Kehebatan berbisnis Muhammad bisa
dilihat dalam sebuah riwayat yang menceritakan bahwa beliau pernah menerima
utusan dari Bahrain, Muhammad menanyakan kepada Al-Ashajj berbagai hal dan
orang-orang yang terkemuka serta kota-kota yang terkemuka di Bahrain. Pemimpin
kabilah tersebut sangat terkejut atas luasnya pengetahuan geografis serta
sentral-sentral komersial Muhammad. Kemudian al-Ashajj berkata “sungguh Anda
lebih mengetahu tentang negeri saya daripada saya sendiri dan anda pula lebih
banyak mengetahui pusat-pusat bisnis kota saya dibanding apa yang saya ketahui. Muhammad
menjawab “saya telah diberi kesempatan untuk menjelajahi negeri anda dan saya
telah melakukannya dengan baik” (Syafi’i Antonio, 2007).
Demikianlah perjalanan sukses bisnis
Muhammad sebelum resmi menjadi seorang Nabi yang jarang disampaikan kepada
generasi-generasi muda di saat perayaan Maulid Nabi. Pemahaman yang utuh
tentang biograpi kehidupan beliau akan menghindarkan terjadinya pemahaman
yang sempit tentang diri Rasulullah. Banyak orang yang mengaggap Rasulullah sebagai
orang yang miskin padahal justru sebaliknya beliau adalah sosok pebisnis yang
sukses.
Selain sukses dalam menjalankan
wirausaha, Muhammad juga dikenal sebagai pengusaha dermawan. Hampir semua
kekayaannya digunakan untuk kepentingan umatnya yaitu membantu orang-orang yang
membutuhkan.

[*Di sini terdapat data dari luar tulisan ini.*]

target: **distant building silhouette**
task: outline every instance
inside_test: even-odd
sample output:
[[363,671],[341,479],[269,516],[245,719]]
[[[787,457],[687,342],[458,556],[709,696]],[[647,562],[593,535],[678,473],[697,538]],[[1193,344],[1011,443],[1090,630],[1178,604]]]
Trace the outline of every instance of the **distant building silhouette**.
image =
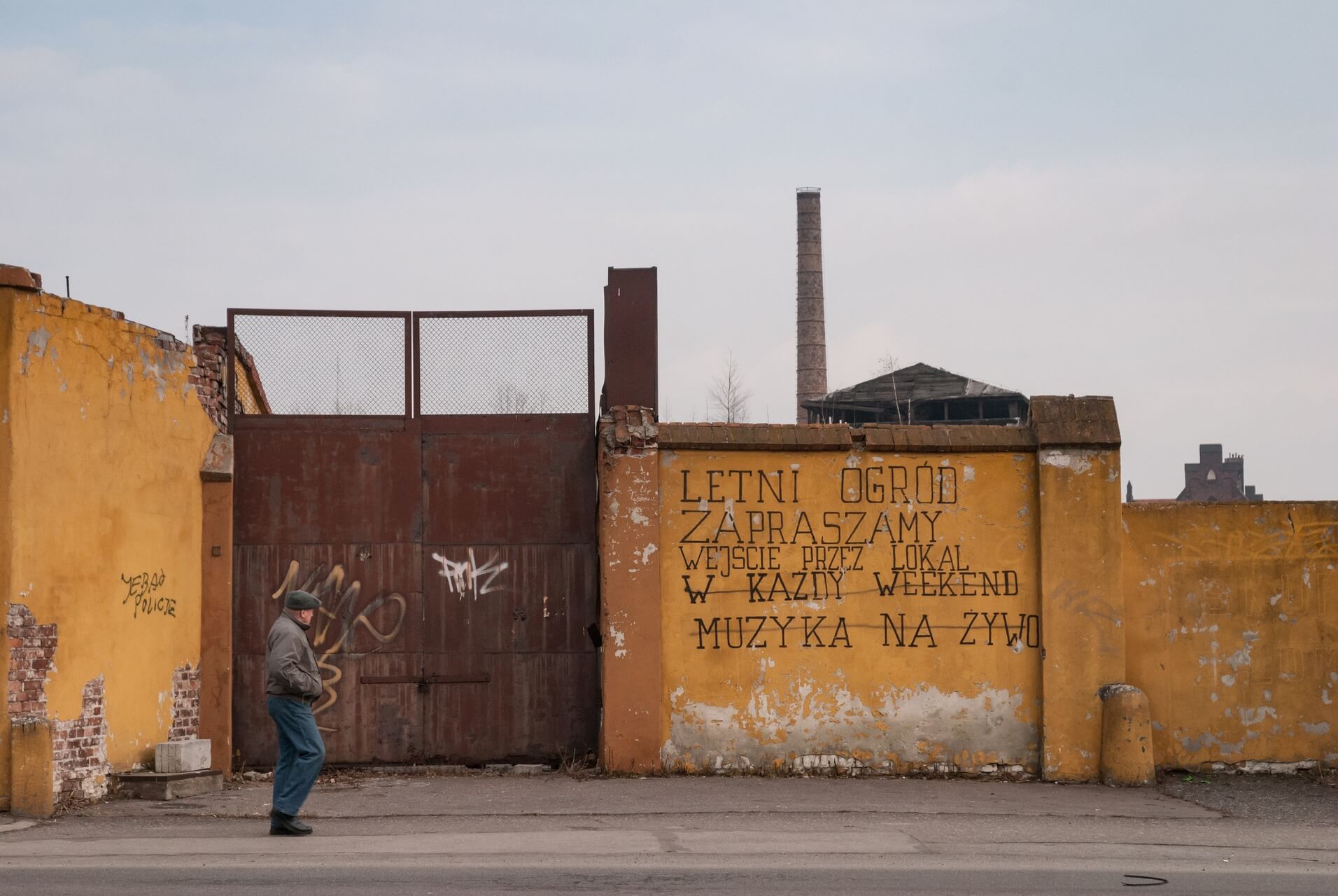
[[800,402],[809,423],[1026,423],[1021,392],[930,364],[911,364]]
[[1228,454],[1220,445],[1200,445],[1199,462],[1184,465],[1184,490],[1176,501],[1263,501],[1252,485],[1246,485],[1246,458]]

Dalam suatu riwayat disebutkan “Tidak pernah sekalipun
Rasulullah diminta sesuatu kemudian mengatakan tidak (HR. Muslim)”.
Jika para pengusaha di negeri ini yang
jumlah kekayaannya masuk dalam deretan orang terkaya di dunia memiliki sikap kedermawanan yang tinggi, maka bisa dipastikan
tingkat kesenjangan ekonomi di kalangan masyarakat bisa dikurangi. Konflik
sosial kadang terjadi lantaran gaya hidup orang kaya yang tidak menampakkan
rasa simpati terhadap orang penderitaan orang miskin yang jumlahnya cukup besar
di negeri ini. Harus dipahami bahwa kekayaan yang dimiliki adalah amanah dari
Allah di mana di dalamnya ada hak orang-orang yang tidak mampu. Tumbuhkanlah
perilaku berbagi terhadap sesama. Wallahu’alambissawab.